Hagámosle cumplir su función a la grasa de depósito, y el adelgazamiento ha de ser el resultado forzoso.
Si una persona consume en forma cotidiana menos hidratos de carbono que los que necesita como fuente natural de energía para poder realizar sus actividades acostumbradas, su organismo recurrirá, invariablemente, al modo más económico del que dispone: transformar las grasas acumuladas en glucosa para usarla como combustible (o como elemento plástico en mucha menor medida).
Esta única forma lógica de adelgazar, no puede ser acelerada con ningún artilugio, salvo aumentando el consumo energético con algún tipo de actividad extra, como veremos en la decimosexta Hipótesis.
Todo otro tipo de “tratamiento adelgazante” que no se base en la disminución de la cuota cotidiana de carbohidratos y/o en el aumento del gasto energético, es contra natura.
Una curiosidad podría asaltarle en este momento: ¿Por qué entonces, y desde hace tantos años, el común de la gente gorda sigue sometiéndose a dietas de hambre, o a medicamentos que quitan el hambre, pretendiendo solucionar su problema?
También esta respuesta es simple: primero, porque la información que han recibido siempre es que solo se adelgaza comiendo poco; segundo, porque inconscientemente están cambiando un “conflicto eclipsante” (ya hablaremos de este fundamental tema en la sexta Hipótesis), su gordura, por otro de igual valor, ‘el sufrimiento que han de padecer con esos métodos con el objeto de librarse de ella’.
¿Es eso saludable?
Decididamente, no.
En mi vida he conocido a algunas personas que, ahora delgadas, me han contado que en una época (algunas durante mucho tiempo) han estado gordas, a veces muy gordas. Que se sometieron a dietas de hambre, o a cualquier otro tipo de método no fisiológico, enflaquecieron y luego, desde hace muchos años se transformaron en delgadas.
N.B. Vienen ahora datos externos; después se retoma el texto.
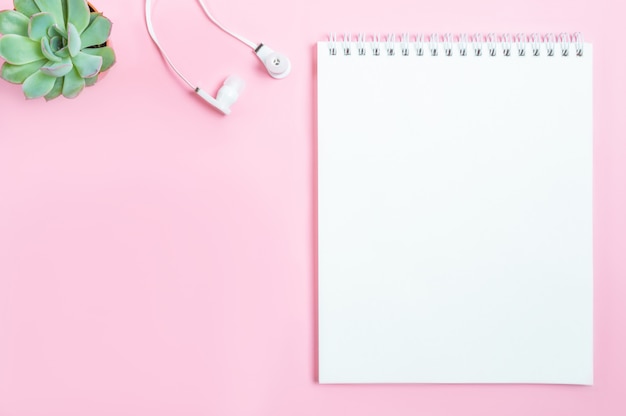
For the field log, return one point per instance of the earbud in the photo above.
(226, 96)
(277, 64)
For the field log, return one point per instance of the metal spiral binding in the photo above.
(492, 44)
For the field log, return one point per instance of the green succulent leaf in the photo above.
(73, 40)
(91, 81)
(78, 14)
(97, 32)
(37, 85)
(47, 51)
(54, 7)
(56, 43)
(56, 30)
(13, 23)
(39, 24)
(19, 50)
(17, 74)
(26, 7)
(73, 84)
(57, 69)
(63, 52)
(56, 90)
(107, 54)
(87, 65)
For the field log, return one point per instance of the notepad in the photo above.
(455, 209)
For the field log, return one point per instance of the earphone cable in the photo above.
(158, 45)
(240, 38)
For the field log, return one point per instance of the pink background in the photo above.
(157, 258)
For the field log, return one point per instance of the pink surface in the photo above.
(157, 258)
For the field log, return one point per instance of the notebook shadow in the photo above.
(314, 218)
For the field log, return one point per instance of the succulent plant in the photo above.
(54, 47)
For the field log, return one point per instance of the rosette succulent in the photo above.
(54, 47)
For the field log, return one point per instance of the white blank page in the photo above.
(455, 218)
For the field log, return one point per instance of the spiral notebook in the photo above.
(455, 209)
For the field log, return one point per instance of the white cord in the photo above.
(233, 34)
(156, 42)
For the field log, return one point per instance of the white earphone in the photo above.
(277, 65)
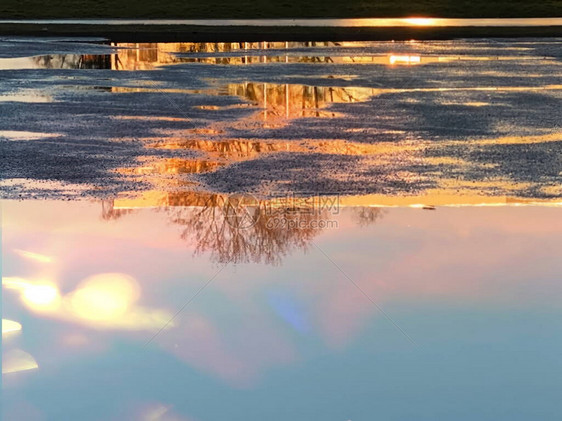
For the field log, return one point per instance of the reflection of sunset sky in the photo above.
(452, 255)
(425, 268)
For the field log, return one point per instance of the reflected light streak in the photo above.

Cuando uno profundiza en el interrogatorio descubre un factor común en todas ellas: tenían uno o varios conflictos mientras estaban gordas y, por esas gracias del destino, se resolvieron alrededor de la época en que intentaban “su tratamiento”, por lo que una vez logrado lo que se proponían, ya no tienen necesidad de eclipsar nada volviendo a engordar u obsesionándose con el temor siempre latente de retornar a aquel estado.
No abundan ese tipo de personas, pero todos han de tener noticias de alguna.
El problema que plantean es que casi todas quieren convencer a los gordos que se cruzan en sus vidas de que hagan lo mismo que ellas hicieron, con la ilusoria (pero altruista) esperanza de que si siguen sus consejos conseguirán sus mismos logros.
Es lo que se ve en algunos de los coordinadores de los grupos de autoayuda, por ejemplo.
Es lo que hacen muchos de los médicos que pasaron por esa experiencia.
La de los coordinadores me parece una actitud bien intencionada, noble y loable. Improductiva, pero loable y noble.
Las de los médicos, esos que aconsejan a todos hacer lo que ellos hicieron para que puedan lograr lo mismo que ellos lograron, me parece... no sé como decirlo...
No quiero ser tan radical: simplemente le comentaré que no me gusta nada esa actitud.